Sorry for the delay in answering.On page 104 in the chapter "The major problems of State Capitalism" Wolff discusses Marx's idea of the "distribution of the surplus". "

"Marx is the source of the basic analysis of capitalism in terms of the production and distribution of the surplus. Some major Marxian writers have since further developed that surplus analysis. However Marx's surplus analysis as a basis for differentiating capitalism and socialism never acquired the centrality that property ownership (private versus public) and resource and product distribution (market versus planning) did in the nearly universally shared definition/differentiation of both systems.Here I propose to enrich and and thereby transform that definition/differentiation by adding the organisation of the surplus to the analysis.Moreover, because the surplus analysis has been so long marginalized or ignored in discussions of capitalism and socialism , I foreground and concentrate on it here".

I took socialism to be the "self liberation of the working class" and an economy which is democratically run by the working class for and by itself.It would necessarily entail some sort of democratic planning.

This would probably fit in with Trotsky's idea of "worker's democracy".

I don't know of Wolff's definition would entail a much different version of Marxist thought. I'm not used to seeing things posed as he does.

Aurora
20th February 2013, 04:21
That's factors of production, not forces of production. That's classical political economy's term to describe land, labour, and "capital."

Richard Wolff has a big point about shifting away from static relations to processes. Before Capital, "capital" itself was described in a static manner: capital assets, monetary investments, and so on, as opposed to being more related to circulatory processes.
Eh no? I'm not talking about the 'factors of production' which iirc are considered land, labour, capital and entrepreneurship.
I'm talking about the productive forces which are means of production( the objects and instruments of labour) combined with labour.
Am i wrong, could you provide a better definition?
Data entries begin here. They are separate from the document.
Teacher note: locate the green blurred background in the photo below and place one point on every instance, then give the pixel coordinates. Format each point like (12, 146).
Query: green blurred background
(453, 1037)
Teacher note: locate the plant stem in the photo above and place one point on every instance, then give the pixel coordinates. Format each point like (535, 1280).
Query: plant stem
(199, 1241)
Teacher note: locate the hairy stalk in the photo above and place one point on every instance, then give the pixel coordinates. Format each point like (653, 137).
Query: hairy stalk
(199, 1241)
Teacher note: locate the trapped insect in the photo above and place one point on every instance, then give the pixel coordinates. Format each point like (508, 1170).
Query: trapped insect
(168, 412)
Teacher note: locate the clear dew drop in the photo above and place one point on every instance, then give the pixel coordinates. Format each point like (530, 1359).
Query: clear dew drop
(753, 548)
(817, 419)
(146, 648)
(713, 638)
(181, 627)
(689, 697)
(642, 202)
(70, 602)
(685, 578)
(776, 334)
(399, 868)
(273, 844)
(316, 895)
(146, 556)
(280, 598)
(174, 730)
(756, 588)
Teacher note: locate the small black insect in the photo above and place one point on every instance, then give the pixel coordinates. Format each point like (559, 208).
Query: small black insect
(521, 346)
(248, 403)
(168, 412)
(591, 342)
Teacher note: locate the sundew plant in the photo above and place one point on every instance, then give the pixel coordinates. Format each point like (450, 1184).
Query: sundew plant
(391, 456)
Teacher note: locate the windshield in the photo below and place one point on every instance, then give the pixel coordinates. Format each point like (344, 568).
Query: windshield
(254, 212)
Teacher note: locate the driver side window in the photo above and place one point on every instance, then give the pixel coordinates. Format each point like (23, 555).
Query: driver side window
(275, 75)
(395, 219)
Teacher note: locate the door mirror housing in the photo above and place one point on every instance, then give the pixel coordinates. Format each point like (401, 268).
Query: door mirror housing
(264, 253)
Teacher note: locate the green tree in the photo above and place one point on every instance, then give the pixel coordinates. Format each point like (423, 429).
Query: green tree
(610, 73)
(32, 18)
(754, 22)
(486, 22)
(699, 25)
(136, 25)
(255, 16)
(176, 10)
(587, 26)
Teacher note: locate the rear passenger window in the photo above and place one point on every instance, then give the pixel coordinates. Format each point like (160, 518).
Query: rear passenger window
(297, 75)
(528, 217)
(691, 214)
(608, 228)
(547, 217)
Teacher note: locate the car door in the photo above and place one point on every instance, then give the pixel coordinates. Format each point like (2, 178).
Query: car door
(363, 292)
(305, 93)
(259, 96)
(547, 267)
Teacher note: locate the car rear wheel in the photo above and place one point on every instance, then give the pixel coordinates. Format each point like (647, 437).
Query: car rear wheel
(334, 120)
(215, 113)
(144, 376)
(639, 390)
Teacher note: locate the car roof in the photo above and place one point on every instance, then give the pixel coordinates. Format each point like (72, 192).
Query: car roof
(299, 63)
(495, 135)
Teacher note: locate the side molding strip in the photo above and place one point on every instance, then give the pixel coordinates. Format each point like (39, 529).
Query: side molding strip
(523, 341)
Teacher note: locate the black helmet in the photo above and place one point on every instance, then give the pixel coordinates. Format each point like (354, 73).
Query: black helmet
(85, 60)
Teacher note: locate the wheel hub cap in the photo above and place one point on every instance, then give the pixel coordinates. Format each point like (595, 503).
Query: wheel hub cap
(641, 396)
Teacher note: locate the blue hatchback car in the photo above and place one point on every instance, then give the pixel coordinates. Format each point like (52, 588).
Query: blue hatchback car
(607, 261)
"Marx is the source of the basic analysis of capitalism in terms of the production and distribution of the surplus. Some major Marxian writers have since further developed that surplus analysis. However Marx's surplus analysis as a basis for differentiating capitalism and socialism never acquired the centrality that property ownership (private versus public) and resource and product distribution (market versus planning) did in the nearly universally shared definition/differentiation of both systems.Here I propose to enrich and and thereby transform that definition/differentiation by adding the organisation of the surplus to the analysis.Moreover, because the surplus analysis has been so long marginalized or ignored in discussions of capitalism and socialism , I foreground and concentrate on it here".

Ok that's pretty much what i thought, i don't think there's any difference in looking at where the surplus goes compared to looking at property ownership, although there's nothing wrong with doing so of course.

The completion of the circuit of capital brings ownership of the surplus to the capitalist, if a capitalist buys a share that capital is used to extract surplus value and a share of the surplus value is given back to the capitalist because of his ownership of the means of production.
In socialism when the means of production belong to the whole of society the surplus benefits all, any accumulation of surplus is used to build schools hospitals etc, what the citizen gives in one form they receive in another.